Previous studies identified epigenetic changes in ICF patients harboring DNMT3B mutations in terms of locus-specific DNA methylation and histone modifications.
13,15 Here we focus on DNA methylation, the direct effect of altered DNMT3B function. To get an unbiased insight of changes in DNA methylation occurring genome-wide, we performed whole-genome bisulphite sequencing (WGBS) of lymphoblastoid cell lines (LCLs) obtained from a female ICF patient (caucasian, 1 y old) harboring mutated DNMT3B (A603T/STP807ins;
16,17 ICF) and one healthy gender-matched control sample (CTRL; caucasian, 4 y old). All data are freely available at the Gene Expression Omnibus (GSE37578,
www.ncbi.nlm.nih.gov/geo/query/acc.cgi?acc=GSE37578). Overall, we generated 667 million reads for the CTRL and ICF samples from which 88.8 and 85.9% mapped uniquely to the reference genome (hg19), respectively. Genome-wide we obtained DNA methylation information for 93% and 90% of Cs and 94% and 93% of CGs with an average coverage of 9.9 and 9.5-fold for the CTRL and ICF sample, respectively. Comparing global CpG methylation level for both samples revealed profound decreased levels in the ICF patient. Here, the average methylation level of CpG sites dropped from 59.7% to 34.4% and in total we identified 8,955,695 (32%) significantly differentially methylated CpG sites (X
2 test, p < 0.05). The full set of WGBS data from CTRL and ICF is illustrated in (), using Circos.
18 In line with previously published reports using single loci approaches, we detected a decrease in methylation in centromeric satellite repeats of the chromosomes 1, 9 and 16. However, screening for differentially methylated site in an ICF patient at base-pair resolution for the first time revealed hypomethylated centromeric satellite regions on all other chromosome, even to larger extents (). In addition to the centromeres a global loss 41% (27–52%) of methylation was detected for all autosomes (). Most importantly, as previously suggested,
19 chromosome X showed more profound losses (63%) indicating a general failure in heterochromatic regions. Displaying average DNA methylation level along the chromosome determined additional hypomethylated regions outside of centromeric repeat-rich regions spanning the entire chromosome as displayed for chromosome 1 and X (). Overall, a loss of methylation was abundant along all genomic features, with losses detected in promoters, exons, introns, intragenic regions (). However the loss of DNA methylation was more intense in non-genic regions.

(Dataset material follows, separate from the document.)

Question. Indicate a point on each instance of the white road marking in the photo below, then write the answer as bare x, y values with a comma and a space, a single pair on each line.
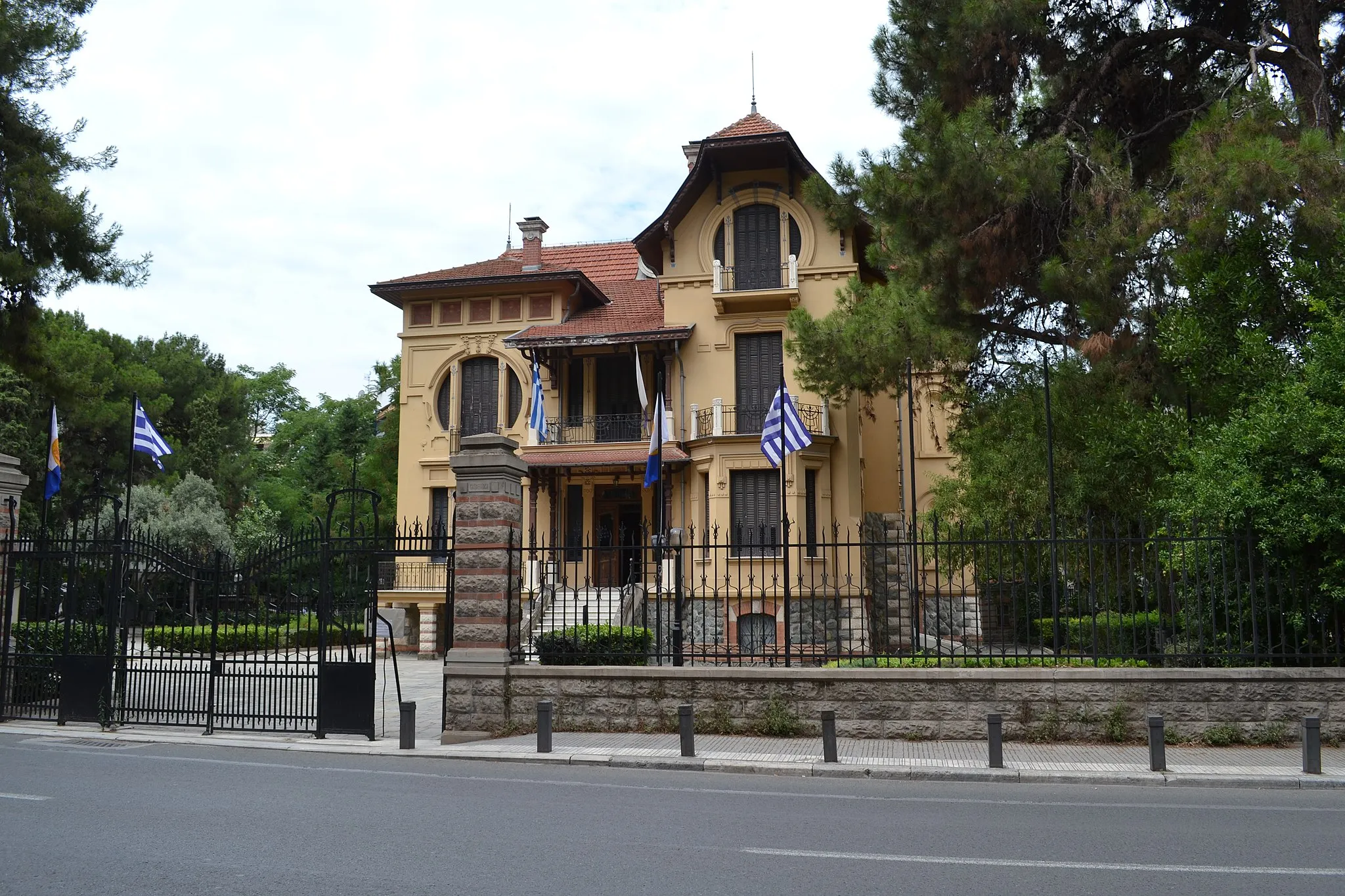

From a regulatory standpoint, DNA methylation decreased in CpG rich and poor promoters, however to a higher extend in the latter (). The same effect was observed for CpG islands, showing conserved hypomethylation at the CpG rich islands and an increased loss of DNA methylation at the island shores in the ICF patient. Interestingly, the shape of DNA methylation was conserved around the transcription start site (TSS) in CpG rich promoters, with changes preferentially occurring at the edges of the hypomethylated regions (). While genome-wide a drop of methylation from 60% to 34% was observed, proximate flanking regions of hypomethylated loci maintain a methylation level of around 50% suggesting the surrounding sites and shape of the hypomethylated region important to be preserved. In cancer cells CpG island shores were identified as crucial elements for gene regulation with high variable methylation level between normal and diseased tissue.
20,21 In ICF patients aberrant methylation in CpG island shores might be responsible for previous reported changes in expression.

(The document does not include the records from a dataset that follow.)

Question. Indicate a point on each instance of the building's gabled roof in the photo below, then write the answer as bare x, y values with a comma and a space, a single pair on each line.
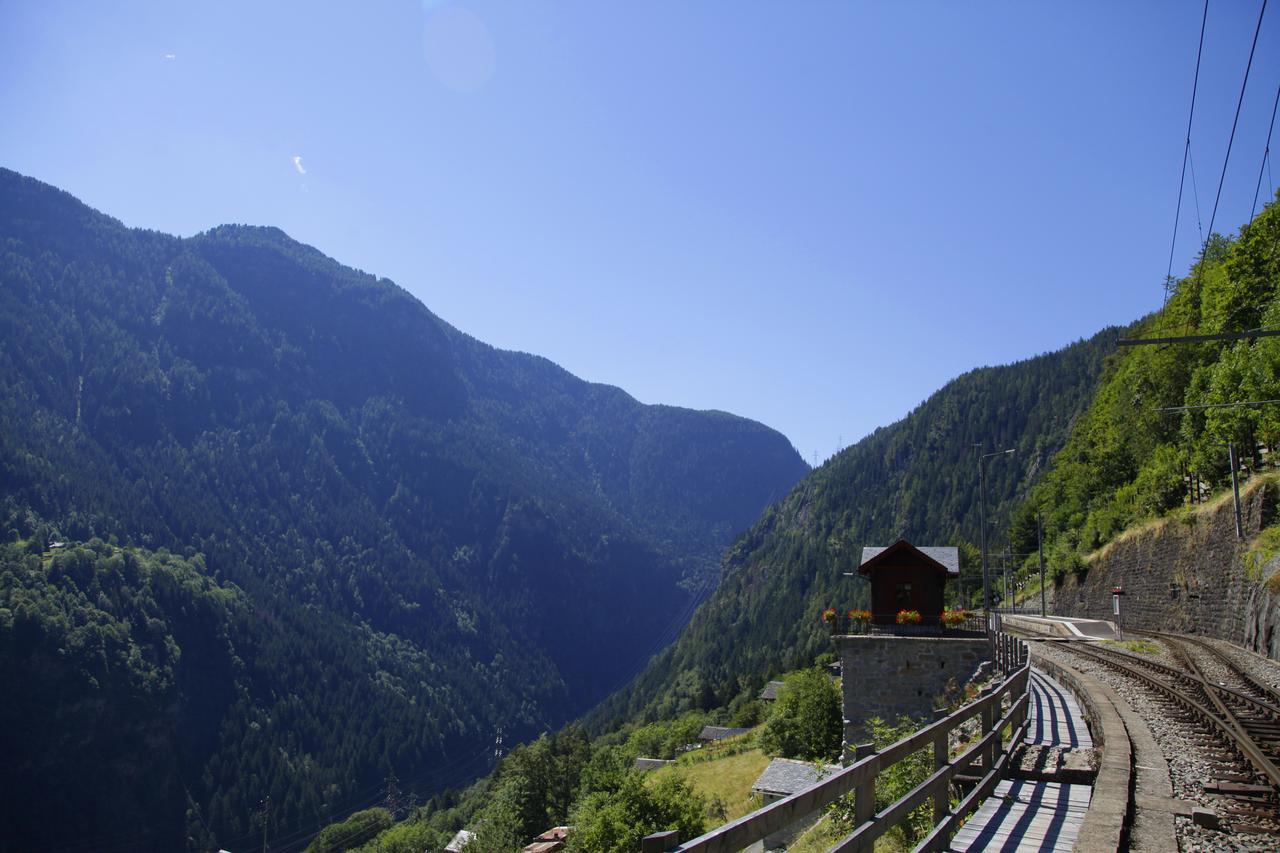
460, 842
946, 559
785, 776
769, 692
720, 733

13 In addition to the conserved DNA methylation structure at promoters, CpG rich promoter containing genes were described as strongly expressed with a low evolutionary rate,
22 supporting a positive selection on epigenetic and genetic level. For CpG poor promoters, we observed a profound loss of DNA methylation at the TSS and the surrounding regions, however with conserved shape of the overall structure (). Comparing protein-coding and non-coding genes presented similar tendencies, with the non-coding RNA gene promoters showing general higher methylation levels (
Fig. S1).
Regional enrichment of differential methylation
Displaying the methylation profile of the healthy control and ICF patient along the chromosomes, revealed a more profound drop of DNA methylation in the Giemsa-positive chromosomal regions, those representing loci of dense chromatin compaction (). Accordingly, the average methylation level significantly decreased in the ICF patient with Giemsa staining intensities (; Student’s t test; p < 0.01). As DNMT3B functions are closely related to chromatin structure, especially heterochromatin formation, we analyzed the DNA methylation profile of regions presenting distinct histone marks in more detail. Here, we took advantage of chromatin immunoprecipitation sequencing (ChIP-seq) experiments, enrolled in the ENCODE project processing a lymphoblastoid cell line of a healthy donor (GM12878), enabling us to determine positions occupied by distinct histone marks. Analyzing nine different histone marks and regions occupied by CTCF and H2A.Z for their average DNA methylation level on the concomitant positions, revealed a significant loss of methylation in the repressive Polycomb mark H3K27me3 loci, the repressive heterochromatin mark H3K9me3 loci
23,24 and H4K20me1 loci, previously associated to repressed
25 and active
23,26 genes (; X
2 test; p < 0.01). All marks were previously associated to be enriched in the inactive X chromosome.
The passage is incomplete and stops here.